On 13 June 2023, the European Commission (EC) published a sustainable finance package, part of which relates to the introduction of regulatory framework for Environmental, Social and Governance (ESG) rating agencies.
ESG ratings are used to make informed investment and financing decisions. More than a tool to assess sustainability risks or performance of an investment activity, ESG ratings play an important role in the market soundness and trust of investors and consumers in sustainable finance.
The proposal for a regulation on the transparency and integrity ESG rating activities (the Proposal) underlines the importance of regulating and giving a framework to ESG ratings in the European Union (EU). Its general objective is the improvement of the quality of ESG ratings to enable investors to make better informed investment decisions with regards to sustainability objectives and to contribute to the prevention of greenwashing.
The Proposal would apply to ESG ratings issued by rating providers operating in the EU that are disclosed publicly or distributed to regulated financial undertakings in the EU (credit institutions, investment firms, AIFMs, UCITS ManCos, insurance and reinsurance undertakings, AIFs, UCITS), undertakings that fall under the scope of Directive 2013/34, or Union or Member States public authorities. It would, inter alia, exclude private ESG ratings, ESG ratings used for in-house and internal purposes, or credit ratings.
The Proposal defines “ESG ratings” as “an opinion, a score or a combination of both, regarding an entity, a financial instrument, a financial product, or an undertaking’s ESG profile or characteristics or exposure to ESG risks or the impact on people, society and the environment, that are based on an established methodology and defined ranking system of rating categories and that are provided to third parties, irrespective of whether such ESG rating is explicitly labelled as ‘rating’ or ‘ESG score”.
The present publication aims at highlighting the main features of the Proposal.

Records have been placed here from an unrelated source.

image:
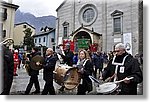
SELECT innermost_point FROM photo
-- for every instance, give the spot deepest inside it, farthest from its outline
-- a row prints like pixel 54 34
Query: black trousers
pixel 48 88
pixel 6 87
pixel 81 90
pixel 33 80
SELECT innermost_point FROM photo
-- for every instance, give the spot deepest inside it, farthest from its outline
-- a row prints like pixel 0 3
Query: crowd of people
pixel 116 65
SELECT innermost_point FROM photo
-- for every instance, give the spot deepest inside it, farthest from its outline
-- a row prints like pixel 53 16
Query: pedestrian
pixel 75 58
pixel 97 60
pixel 20 57
pixel 122 67
pixel 85 67
pixel 33 75
pixel 16 62
pixel 67 56
pixel 8 69
pixel 49 67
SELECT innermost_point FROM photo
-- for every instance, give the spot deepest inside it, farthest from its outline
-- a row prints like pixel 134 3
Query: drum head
pixel 106 88
pixel 36 59
pixel 71 79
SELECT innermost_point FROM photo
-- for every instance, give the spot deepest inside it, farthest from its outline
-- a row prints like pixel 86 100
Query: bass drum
pixel 108 88
pixel 67 76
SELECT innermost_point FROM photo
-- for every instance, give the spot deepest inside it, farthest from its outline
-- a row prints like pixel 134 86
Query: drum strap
pixel 85 62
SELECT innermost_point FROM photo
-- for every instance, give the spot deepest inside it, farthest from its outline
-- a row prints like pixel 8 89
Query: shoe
pixel 15 74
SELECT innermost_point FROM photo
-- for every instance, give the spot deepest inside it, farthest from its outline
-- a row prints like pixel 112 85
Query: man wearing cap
pixel 123 67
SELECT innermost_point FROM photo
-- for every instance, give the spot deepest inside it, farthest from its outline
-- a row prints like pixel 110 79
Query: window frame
pixel 117 14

Authorization and supervision of ESG rating agencies by ESMA
Any legal person established in the EU who wishes to provide ESG ratings shall be subject to an authorization issued by the European Securities and Markets Authority (ESMA).
Third-country ESG rating providers have the possibility to provide ratings, subject to either of the following:
- an implementing/equivalence decision for third-country ESG rating providers;
- an authorization for endorsement for third-country ESG rating providers; or
- a recognition of third-country ESG rating providers.
ESMA plays an important supervising role and can, inter alia:
- take supervisory measures, for instance, to withdraw or suspend the authorisation;
- impose fines (max amount: 10% of total annual net turnover) or periodic penalty payments;
- request for general information;
- conduct all necessary investigations; and
- conduct all necessary on-site inspections .
Addressing transparency and reliability issues of ESG ratings
The current ESG rating market has a huge impact on the operation of capital markets and on investor confidence towards sustainable products but suffers from deficiencies and is not functioning properly. Investors' and rated entities' needs for ESG ratings are not being satisfied, which undermines trust in ratings. This is mainly driven by a lack of transparency on the characteristics of ESG ratings, their methodologies, and their data sources, but also a lack of clarity of how ESG rating providers operate, leading to investors, users and rated entities being unable to take informed decisions as regards ESG-related risks, impacts and opportunities
The Proposal puts forwards several potential solutions to those issues:
- Improving transparency of ESG ratings characteristics and methodologies: ESG rating providers are subject to transparency requirements and should disclose information to the public on the methodologies, models and key rating assumptions used in their ESG rating activities, including inter alia, whether and how the methodologies are based on scientific evidence, or if the ratings clearly mention whether they assess risks, impacts or some other dimensions. ESG rating providers should also notably publish key information about ESG rating characteristics and methodologies, and disclose granular methodological information to their subscribers and to rated entities.
- Ensuring increased clarity on operations of ESG rating providers: the Proposal set out a number of organisational requirements, processes and documents concerning governance that ESG rating providers should comply with. For instance, ESG rating providers shall ensure the independence of their ratings activities, including from all political and economic influences or constraints, and ESG rating providers shall not provide consulting activities to investors or undertakings.
- Preventing risks of conflicts of interest at ESG rating providers’ level: the Proposal enables rated entities to take informed decisions about managing ESG risks and the impact of their operations. Ensuring that the ESG rating providers operate in a way that promotes trust and confidence in their work is equally important, by ensuring that ESG rating providers manage and prevent conflicts of interest, and that the market functions effectively.
- Preventing the risk of unintentional greenwashing: while relying on ratings provided by ESG rating agencies as part of their decision-making process, market players face a risk of unintentional greenwashing when ratings are not sufficiently transparent or accurate. This greenwashing risk is often combined with the risk of misalignment of investments. By including minimum transparency towards the public, the Proposal aims at improving investors’ protection, especially retail, against potential greenwashing.
What’s next
The Proposal will go through the EU ordinary legislative procedure and still needs to be reviewed by the European Parliament and the Council of the European Union. It shall enter into force on the 20th day as from publication in the Official Journal of the European Union and shall apply 6 months after its entry into force.